Some wrongs with the pre-trained model crossformer-b.pth

cheerss / CrossFormer

The official code for the paper: https://openreview.net/forum?id=_PHymLIxuI

MIT License

360 stars 43 forks source link

Some wrongs with the pre-trained model crossformer-b.pth #9

Closed hongsheng-Z closed 2 years ago

hongsheng-Z commented 2 years ago

Hi, thanks for your great work. I am using your crossformer_base as my backbone network for downstream tracking tasks. But now when I load your pre-trained model, a very correct Unexpected key(s) appears. My loading code is as follow: ckpt = torch.load(ckpt_path, map_location='cpu') missing_keys, unexpected_keys = backbone.body.load_state_dict(ckpt['model'], strict=False)
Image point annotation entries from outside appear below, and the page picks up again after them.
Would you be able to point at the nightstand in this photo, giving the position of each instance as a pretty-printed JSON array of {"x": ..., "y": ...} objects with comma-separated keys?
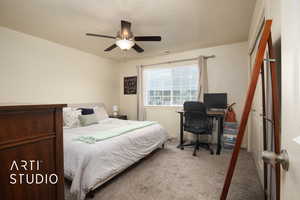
[{"x": 124, "y": 117}]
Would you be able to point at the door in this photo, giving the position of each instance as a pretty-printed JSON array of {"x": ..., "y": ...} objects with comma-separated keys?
[{"x": 290, "y": 187}]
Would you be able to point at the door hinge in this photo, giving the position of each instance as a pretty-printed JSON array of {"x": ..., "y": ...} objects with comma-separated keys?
[{"x": 273, "y": 158}]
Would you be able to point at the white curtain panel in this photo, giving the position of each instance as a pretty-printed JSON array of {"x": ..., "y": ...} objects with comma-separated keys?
[
  {"x": 203, "y": 78},
  {"x": 140, "y": 96}
]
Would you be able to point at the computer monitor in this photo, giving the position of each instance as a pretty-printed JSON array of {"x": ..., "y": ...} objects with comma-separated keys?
[{"x": 215, "y": 100}]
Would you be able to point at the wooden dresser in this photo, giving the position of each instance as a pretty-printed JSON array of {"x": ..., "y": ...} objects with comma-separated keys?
[{"x": 31, "y": 152}]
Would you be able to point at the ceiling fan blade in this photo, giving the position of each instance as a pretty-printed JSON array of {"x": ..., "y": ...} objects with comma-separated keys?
[
  {"x": 111, "y": 47},
  {"x": 125, "y": 26},
  {"x": 97, "y": 35},
  {"x": 147, "y": 38},
  {"x": 138, "y": 48}
]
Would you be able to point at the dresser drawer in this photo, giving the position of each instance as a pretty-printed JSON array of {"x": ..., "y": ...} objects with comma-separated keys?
[{"x": 23, "y": 124}]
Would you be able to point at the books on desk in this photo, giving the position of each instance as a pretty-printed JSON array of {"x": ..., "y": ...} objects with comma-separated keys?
[{"x": 230, "y": 132}]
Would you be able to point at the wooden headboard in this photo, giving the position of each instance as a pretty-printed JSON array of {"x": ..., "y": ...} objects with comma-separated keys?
[{"x": 86, "y": 105}]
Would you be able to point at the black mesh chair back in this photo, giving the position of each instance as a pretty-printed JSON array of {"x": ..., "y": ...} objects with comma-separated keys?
[{"x": 196, "y": 120}]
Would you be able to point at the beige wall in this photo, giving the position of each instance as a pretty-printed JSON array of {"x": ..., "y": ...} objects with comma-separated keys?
[
  {"x": 226, "y": 73},
  {"x": 33, "y": 70}
]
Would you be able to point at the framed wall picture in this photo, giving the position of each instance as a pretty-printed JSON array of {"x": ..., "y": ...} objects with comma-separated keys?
[{"x": 130, "y": 85}]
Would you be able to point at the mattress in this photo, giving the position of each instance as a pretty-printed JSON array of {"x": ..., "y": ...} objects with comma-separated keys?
[{"x": 87, "y": 165}]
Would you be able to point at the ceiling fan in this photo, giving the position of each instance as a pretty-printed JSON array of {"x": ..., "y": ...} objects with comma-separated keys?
[{"x": 125, "y": 39}]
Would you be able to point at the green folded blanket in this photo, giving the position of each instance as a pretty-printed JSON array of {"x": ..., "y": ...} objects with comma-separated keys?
[{"x": 106, "y": 134}]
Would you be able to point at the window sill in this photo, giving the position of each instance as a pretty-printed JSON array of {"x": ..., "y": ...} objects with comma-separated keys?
[{"x": 162, "y": 106}]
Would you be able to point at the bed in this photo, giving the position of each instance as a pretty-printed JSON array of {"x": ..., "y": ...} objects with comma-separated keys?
[{"x": 88, "y": 166}]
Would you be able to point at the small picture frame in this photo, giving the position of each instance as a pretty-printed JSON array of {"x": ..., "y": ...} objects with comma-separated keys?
[{"x": 130, "y": 85}]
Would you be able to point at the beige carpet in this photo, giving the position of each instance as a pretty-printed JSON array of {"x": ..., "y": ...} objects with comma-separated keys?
[{"x": 173, "y": 174}]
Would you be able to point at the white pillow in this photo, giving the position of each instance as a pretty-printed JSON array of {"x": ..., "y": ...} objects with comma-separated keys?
[
  {"x": 100, "y": 113},
  {"x": 70, "y": 117}
]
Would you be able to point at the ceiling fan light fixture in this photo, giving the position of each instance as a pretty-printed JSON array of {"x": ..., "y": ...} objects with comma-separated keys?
[{"x": 125, "y": 44}]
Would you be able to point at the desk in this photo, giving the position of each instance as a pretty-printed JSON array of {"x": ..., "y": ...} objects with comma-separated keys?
[{"x": 218, "y": 115}]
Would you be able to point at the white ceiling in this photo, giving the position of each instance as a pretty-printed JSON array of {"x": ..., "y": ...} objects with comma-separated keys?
[{"x": 183, "y": 24}]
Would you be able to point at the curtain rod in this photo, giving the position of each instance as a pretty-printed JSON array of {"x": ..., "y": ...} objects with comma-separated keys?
[{"x": 175, "y": 61}]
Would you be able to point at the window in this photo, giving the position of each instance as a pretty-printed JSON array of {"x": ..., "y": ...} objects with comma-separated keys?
[{"x": 170, "y": 86}]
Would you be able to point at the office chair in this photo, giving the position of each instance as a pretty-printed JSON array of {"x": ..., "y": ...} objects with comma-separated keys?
[{"x": 198, "y": 123}]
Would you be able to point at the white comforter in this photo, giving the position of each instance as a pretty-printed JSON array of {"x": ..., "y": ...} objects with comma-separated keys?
[{"x": 88, "y": 164}]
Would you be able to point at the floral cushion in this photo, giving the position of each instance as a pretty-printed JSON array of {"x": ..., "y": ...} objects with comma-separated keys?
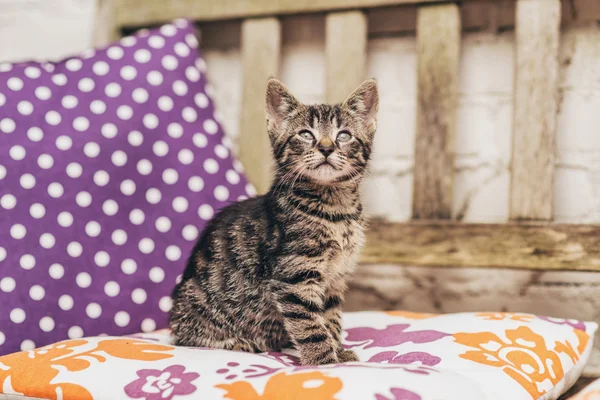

The result as follow: unexpected keys: ['norm.weight', 'norm.bias', 'head.weight', 'head.bias', 'layers.0.blocks.0.attn.biases', 'layers.0.blocks.0.attn.relative_position_index', 'layers.0.blocks.1.attn.biases', .....

cheerss commented 2 years ago

It is reasonable that there are some unexpected keys.

Wherein, 'norm.weight', 'norm.bias', 'head.weight', 'head.bias' are weights of the classification head, so the downstream models do not contain these weights. Others, e.g., 'layers.0.blocks.0.attn.biases', are indices for the DPB module, and these indices are non-trainable parameters which can also be computed dynamically without affecting the results. (They are computed dynamically for downstream models here to support dynamic image size)

hongsheng-Z commented 2 years ago

Thanks for your reply, it helped me a lot.